Containing one of the most hallucinatory sex scenes in a mainstream movie, it’s a layered, dizzying, psychedelic look into the final day of a leonine Hollywood director (John Huston), obviously modeled on Welles himself, during a screening party for his latest avant-garde film. Shot in a documentary style that juxtaposes scenes from the director’s film-within-the-film, The Other Side of the Wind is a poison-pen letter to a Hollywood that chewed Welles up and spit him out, and it may be the best movie Netflix has ever financed.
Netflix also offers 1968’s Once Upon a Time in the West. At 165 minutes, it’s the sort of visionary time suck perfect for days and nights with nowhere to go and nothing to do. Immerse yourself in Sergio Leone’s sweeping, mythic neo-Western which, with its central characters of a bandit (Jason Robards), a harmonica-playing gunman (Charles Bronson) and his villainous nemesis (Henry Fonda, in a rare black-hat role), plies some of the same terrain as Leone’s earlier The Good, The Bad and the Ugly, but with the visual poetry ramped up.
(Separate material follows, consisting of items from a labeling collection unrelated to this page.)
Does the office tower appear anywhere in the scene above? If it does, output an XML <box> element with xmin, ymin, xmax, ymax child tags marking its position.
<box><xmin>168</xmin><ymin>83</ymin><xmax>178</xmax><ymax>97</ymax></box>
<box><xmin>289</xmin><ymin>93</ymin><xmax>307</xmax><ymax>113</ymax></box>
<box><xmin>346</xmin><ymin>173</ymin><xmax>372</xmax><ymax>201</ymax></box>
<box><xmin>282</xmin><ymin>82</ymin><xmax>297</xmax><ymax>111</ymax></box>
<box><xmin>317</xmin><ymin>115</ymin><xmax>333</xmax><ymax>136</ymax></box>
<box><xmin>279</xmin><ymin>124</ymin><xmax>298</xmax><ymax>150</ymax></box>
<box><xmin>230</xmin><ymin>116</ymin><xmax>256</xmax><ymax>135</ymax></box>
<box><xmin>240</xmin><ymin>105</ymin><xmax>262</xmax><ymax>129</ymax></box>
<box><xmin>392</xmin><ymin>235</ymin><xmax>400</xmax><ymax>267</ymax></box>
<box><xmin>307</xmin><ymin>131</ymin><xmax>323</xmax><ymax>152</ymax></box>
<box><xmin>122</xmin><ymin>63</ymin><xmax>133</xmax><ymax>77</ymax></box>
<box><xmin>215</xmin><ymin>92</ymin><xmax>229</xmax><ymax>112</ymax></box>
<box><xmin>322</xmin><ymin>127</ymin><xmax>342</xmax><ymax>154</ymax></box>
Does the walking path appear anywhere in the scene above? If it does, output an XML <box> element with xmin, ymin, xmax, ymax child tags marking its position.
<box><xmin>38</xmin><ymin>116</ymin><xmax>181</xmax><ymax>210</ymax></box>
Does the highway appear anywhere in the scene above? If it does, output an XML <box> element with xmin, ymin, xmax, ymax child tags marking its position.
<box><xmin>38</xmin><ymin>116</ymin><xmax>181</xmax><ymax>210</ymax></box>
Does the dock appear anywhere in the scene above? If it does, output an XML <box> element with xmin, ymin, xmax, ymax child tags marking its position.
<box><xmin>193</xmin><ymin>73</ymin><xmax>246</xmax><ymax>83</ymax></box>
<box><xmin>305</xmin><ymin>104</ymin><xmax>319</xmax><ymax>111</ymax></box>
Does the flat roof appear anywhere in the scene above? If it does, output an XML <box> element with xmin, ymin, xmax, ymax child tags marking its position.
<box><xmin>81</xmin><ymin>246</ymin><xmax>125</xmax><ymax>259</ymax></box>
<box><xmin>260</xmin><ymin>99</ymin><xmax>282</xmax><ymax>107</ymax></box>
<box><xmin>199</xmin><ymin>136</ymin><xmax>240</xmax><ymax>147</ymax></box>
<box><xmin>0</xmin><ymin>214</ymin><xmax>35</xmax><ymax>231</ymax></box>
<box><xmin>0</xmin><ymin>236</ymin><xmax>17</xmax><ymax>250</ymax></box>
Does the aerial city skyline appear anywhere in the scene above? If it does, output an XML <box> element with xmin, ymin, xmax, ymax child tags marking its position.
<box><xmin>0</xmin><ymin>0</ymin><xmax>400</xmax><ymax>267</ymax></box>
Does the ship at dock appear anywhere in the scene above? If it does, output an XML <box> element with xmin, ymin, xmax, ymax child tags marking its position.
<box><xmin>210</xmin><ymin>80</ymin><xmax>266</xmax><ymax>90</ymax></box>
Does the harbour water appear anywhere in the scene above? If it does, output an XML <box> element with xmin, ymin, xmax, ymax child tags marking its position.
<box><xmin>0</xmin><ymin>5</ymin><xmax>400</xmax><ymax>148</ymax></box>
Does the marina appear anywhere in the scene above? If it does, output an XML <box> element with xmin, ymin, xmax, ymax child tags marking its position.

The mise-en-scène is drop-dead gorgeous, with Tonino Delli Colli’s masterful shuffling between widescreen vistas and tight close-ups a film school all by itself. The crew is a who’s-who of Italian cinema; Dario Argento and Bernardo Bertolucci co-wrote the script, and Ennio Morricone composed the iconic score.
Speaking of great films from 1968, you can also catch Rosemary’s Baby, because there’s nothing like a demon seed to take your mind off of a global pandemic. This atmospheric chiller, whose women’s-liberation subtext resonates anew today, was a breakthrough for director Roman Polanski, in his first American feature, and star Mia Farrow, who was then most known for her part on TV’s Peyton Place, and who accepted the lead role over the vociferous objections of her then-husband, Frank Sinatra. Polanski, not surprisingly, had campaigned for Sharon Tate in the role.
Today, the movie is so iconic that we cannot imagine anybody else in it. It’s a slow-burning, psychodramatic shock to the system so intense that you don’t want to watch it with the lights off — and one that achieves its intended effect without gore or even much on-screen violence.